Why Ag Land Values Have Been Strong: 9 Images

Posted by Randy Dickhut on January 22, 2024

A picture is worth a thousand words, as the saying goes. This is true when thinking about the performance of the land market over the past two decades. The strength of the marketplace and the record-shattering prices being paid for good cropland have been well discussed and documented in venues ranging from the ag press to Wall Street markets (here, here, and here, for instance). For today, we will let the charts, graphs, and maps tell the story of what has been supporting land values in recent years.

The most important and long-lasting support of strong land values is the underlying income generated by the land. The first graph – from U.S.D.A – shows how net farm income has had two periods of very strong farm profitability during the last 20 years. The next graph (Figure 2) illuminates the fact that U.S. agriculture has experienced the strongest income period since World War II, which is a fundamental reason for higher land prices today.

Figure 1 – U.S. Net Farm Income, Inflation-adjusted. Source: USDA


Figure 2 – Real Net Farm Income 1929-2023


The following map from AEI also demonstrates the strong farm incomes of the past couple of years even without including 2023.

Figure 3 – Change in Real Net Farm Income Before 2023


Large government payments have propped up farm finances from 2019-21, as depicted in the chart below. Payments contributed to the improvement in farmer’s working capital as shown in the University of Illinois/Farm Business Farm Management graphs (figures 4 and 5). The influx of cash from government payments and profits propelled cash available to purchase farmland boosting demand and competitive bidding.

Figure 4 – Government Payments 2012-2021F. Source: farmdoc Daily

Figure 5 – Farm Working Capital Trends in Illinois 2006-2020+. Source: farmdoc Daily


Several other factors recently supporting land values are also in play. One is the limited supply of land for sale as indicated in the 2023 Iowa State University Land Value Survey. Survey notes referenced supply being the number one factor supporting land prices in 2023 in that state.

Figure 6 – Factors Affecting the 2023 Farmland Market. Source: 2023 Iowa State University Land Value Survey.


The other factor displayed in the chart from Purdue University’s Center for Commercial Agriculture is the overall financial strength of the farm sector balance sheet.

Figure 7 – Farm Sector Balance Sheet. Source: Purdue University Center for Commercial Agriculture.
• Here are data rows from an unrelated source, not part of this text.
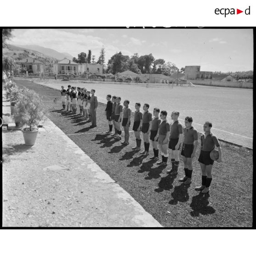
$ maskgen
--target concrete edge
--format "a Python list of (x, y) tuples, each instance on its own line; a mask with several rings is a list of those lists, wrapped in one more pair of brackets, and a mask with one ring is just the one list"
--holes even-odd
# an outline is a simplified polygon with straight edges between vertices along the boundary
[[(46, 125), (45, 128), (50, 128), (61, 136), (67, 143), (67, 146), (72, 148), (74, 153), (78, 155), (82, 161), (88, 163), (88, 168), (94, 173), (96, 178), (104, 183), (111, 183), (114, 186), (114, 190), (117, 196), (133, 206), (137, 213), (134, 215), (133, 220), (141, 227), (162, 227), (162, 226), (145, 209), (126, 191), (117, 184), (111, 177), (104, 172), (89, 156), (83, 151), (71, 139), (67, 136), (62, 131), (56, 126), (48, 118), (46, 118)], [(49, 125), (50, 124), (50, 125)]]
[[(24, 79), (24, 80), (26, 80), (26, 79)], [(28, 79), (27, 79), (27, 80), (28, 80)], [(29, 80), (28, 80), (28, 81), (29, 81)], [(29, 82), (31, 82), (31, 81), (29, 81)], [(45, 86), (45, 87), (48, 87), (48, 88), (50, 88), (51, 89), (52, 89), (53, 90), (56, 90), (57, 91), (59, 90), (58, 90), (58, 89), (56, 89), (55, 88), (53, 88), (52, 87), (50, 87), (50, 86), (48, 86), (47, 85), (43, 85), (43, 84), (40, 84), (40, 85), (42, 85), (42, 86)], [(99, 103), (100, 103), (101, 104), (102, 104), (104, 106), (106, 106), (106, 104), (105, 104), (105, 103), (103, 103), (100, 102), (100, 101), (99, 101)], [(134, 112), (132, 111), (132, 113), (134, 113)], [(198, 134), (200, 134), (200, 136), (201, 135), (202, 135), (202, 134), (201, 134), (200, 133), (199, 133), (199, 132), (198, 132)], [(240, 145), (239, 144), (237, 144), (236, 143), (234, 143), (234, 142), (231, 142), (231, 141), (228, 141), (228, 140), (225, 140), (225, 139), (219, 139), (219, 138), (218, 138), (218, 139), (219, 140), (220, 140), (221, 141), (222, 141), (223, 142), (225, 142), (225, 143), (227, 143), (228, 144), (230, 144), (231, 145), (233, 145), (234, 146), (236, 146), (239, 147), (244, 147), (245, 148), (246, 148), (246, 149), (247, 149), (248, 150), (253, 150), (253, 149), (252, 148), (250, 148), (249, 147), (244, 147), (242, 145)]]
Farmland is generally viewed as a long-term asset and, when valuing any real asset, future income flows should be taken into account when setting a price to be paid for the asset. Future projections for the potential use of soybean oil in renewable diesel, and ethanol in sustainable aviation fuel suggest potentially increased demand for both corn and soybeans creating a scenario for higher commodity prices and farm incomes. These new grain and oilseed demands, along with growing food demand around the world, are being priced into farmland today supporting the current strength.

Figure 8 – Annual U.S. Renewable Diesel Production Capacity – Actual and Projected. Source: farmdoc Daily

Figure 9 – U.S. Production Capacity for Ethanol-based Jet Fuel. Source: Bloomberg.

Wrapping it up

As has been discussed previously, multiple factors have supported higher farmland prices. The question is whether those factors and the future projections supporting today’s land prices will continue or change in 2024?